Déjenlos crecer juntos


Déjenlos crecer juntos, 4 de marzo

Dejad crecer juntamente lo uno y lo otro hasta la siega; y al tiempo de la siega yo diré a los segadores: recoged primero la cizaña, y atadla en manojos para quemarla; pero recoged el trigo en mi granero. Mateo 13:30. ATO 75.1
La palabra de Dios nos enseña que los que sigan las pisadas del hombre del Calvario en estos últimos días tendrán que avanzar bajo las mayores dificultades, porque Satanás ha descendido con gran poder, sabiendo que tiene poco tiempo para actuar... ATO 75.2
Desde la caída de Satanás ha existido enemistad entre la verdad y la falsedad.

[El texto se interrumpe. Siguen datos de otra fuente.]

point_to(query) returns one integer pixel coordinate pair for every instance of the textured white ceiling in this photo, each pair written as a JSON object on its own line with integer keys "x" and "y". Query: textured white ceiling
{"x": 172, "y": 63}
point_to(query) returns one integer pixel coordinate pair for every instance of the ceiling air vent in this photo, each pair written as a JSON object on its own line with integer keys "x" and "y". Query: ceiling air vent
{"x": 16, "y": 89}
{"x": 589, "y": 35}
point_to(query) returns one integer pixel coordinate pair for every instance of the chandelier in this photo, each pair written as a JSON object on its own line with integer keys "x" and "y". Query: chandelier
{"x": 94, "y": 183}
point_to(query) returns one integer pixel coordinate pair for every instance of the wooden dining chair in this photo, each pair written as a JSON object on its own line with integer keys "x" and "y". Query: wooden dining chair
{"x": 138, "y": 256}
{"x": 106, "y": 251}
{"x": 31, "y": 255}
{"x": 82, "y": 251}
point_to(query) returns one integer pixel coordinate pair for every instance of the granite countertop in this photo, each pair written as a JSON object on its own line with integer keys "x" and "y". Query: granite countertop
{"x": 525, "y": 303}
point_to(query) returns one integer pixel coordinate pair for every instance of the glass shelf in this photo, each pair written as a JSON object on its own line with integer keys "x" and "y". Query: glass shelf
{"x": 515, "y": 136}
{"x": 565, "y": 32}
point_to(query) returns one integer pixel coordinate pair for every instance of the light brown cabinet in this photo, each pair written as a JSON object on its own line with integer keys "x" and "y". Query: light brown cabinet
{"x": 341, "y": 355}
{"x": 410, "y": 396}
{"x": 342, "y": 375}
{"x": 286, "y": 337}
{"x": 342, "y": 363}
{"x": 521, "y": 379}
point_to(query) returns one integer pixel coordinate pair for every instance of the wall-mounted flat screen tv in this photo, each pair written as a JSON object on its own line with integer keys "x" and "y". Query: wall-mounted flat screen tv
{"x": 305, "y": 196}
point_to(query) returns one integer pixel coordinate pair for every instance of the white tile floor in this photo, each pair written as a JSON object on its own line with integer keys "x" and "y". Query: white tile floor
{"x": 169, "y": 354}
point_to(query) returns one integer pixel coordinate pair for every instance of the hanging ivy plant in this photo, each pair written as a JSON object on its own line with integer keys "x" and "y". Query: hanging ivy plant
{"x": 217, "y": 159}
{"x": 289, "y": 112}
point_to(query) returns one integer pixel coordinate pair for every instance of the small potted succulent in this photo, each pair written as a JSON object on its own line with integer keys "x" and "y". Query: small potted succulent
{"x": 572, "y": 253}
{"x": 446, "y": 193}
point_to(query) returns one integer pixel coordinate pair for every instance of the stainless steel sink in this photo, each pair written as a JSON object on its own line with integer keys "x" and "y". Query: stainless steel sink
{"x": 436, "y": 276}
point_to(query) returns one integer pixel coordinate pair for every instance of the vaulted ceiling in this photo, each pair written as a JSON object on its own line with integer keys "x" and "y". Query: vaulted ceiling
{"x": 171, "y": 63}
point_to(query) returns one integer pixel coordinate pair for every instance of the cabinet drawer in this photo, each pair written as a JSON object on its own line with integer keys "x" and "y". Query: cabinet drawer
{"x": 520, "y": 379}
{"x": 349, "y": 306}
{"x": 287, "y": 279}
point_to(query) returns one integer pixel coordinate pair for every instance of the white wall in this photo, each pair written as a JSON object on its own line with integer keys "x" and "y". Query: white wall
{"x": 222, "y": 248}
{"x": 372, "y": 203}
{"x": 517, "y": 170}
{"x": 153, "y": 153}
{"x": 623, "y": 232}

El ser que ahora se dedica en forma tan constante a sembrar la semilla del error, ocupó una vez una de las posiciones más exaltadas en las cortes celestiales. Sin embargo, no se sintió satisfecho con su posición. Se propuso alcanzar mayor exaltación y se empeñó en llevar adelante sus proyectos ambiciosos, hasta que hubo guerra en el cielo. ATO 75.3
Satanás y aquellos a quienes había engañado y que lucharon con él, fueron expulsados del cielo, pero la guerra continuó sobre la tierra. En todas las edades Satanás ha obrado por medio de hombres que se apartaron de la fe dando oído a espíritu seductores, y que enseñaban doctrinas engañosas y principios de origen satánico. Cristo enseñó a sus discípulos cómo enfrentar la obra engañosa de Satanás y sus seguidores. El Salvador presentó bajo una variedad de símbolos la obra de extender su reino de verdad y justicia por todo el mundo. Mediante la enseñanza de la verdad es como debemos derrotar los propósitos de Satanás. Cristo ilustró esta tarea en la parábola del sembrador... ATO 75.4
La enseñanza de esta parábola ilustra la forma como Dios trata con los hombres y los ángeles. Satanás es un engañador. Cuando pecó en el cielo, ni siquiera los ángeles leales alcanzaron a discernir plenamente su carácter. Esta es la razón por la cual Dios no lo destruyó de inmediato. Si lo hubiera hecho, los ángeles santos no habrían comprendido la justicia y el amor de Dios. Una duda acerca de la bondad de Dios habría sido como semilla del mal que habría producido el amargo fruto del pecado y la miseria. Por lo tanto no se destruyó al autor del pecado, a fin de que desarrollara plenamente su carácter. ATO 75.5
A través de largas edades Dios ha tenido que soportar la angustia de contemplar la obra del mal. Antes de permitir que alguien pudiera ser engañado por las falsas manifestaciones del malvado, otorgó el Don infinito del Calvario, porque las malezas no pueden ser arrancadas sin peligro de desarraigar el precioso grano. ¿No debiéramos nosotros ser tan tolerantes hacia nuestros prójimos como el Señor del cielo lo es hacia Satanás? ATO 75.6
La enseñanza que encierra esta parábola de Cristo no es de condenación y juicio hacia otros, sino de humildad y desconfianza del yo.—Carta 86, del 4 de marzo de 1907, dirigida “A nuestras iglesias en las grandes ciudades”.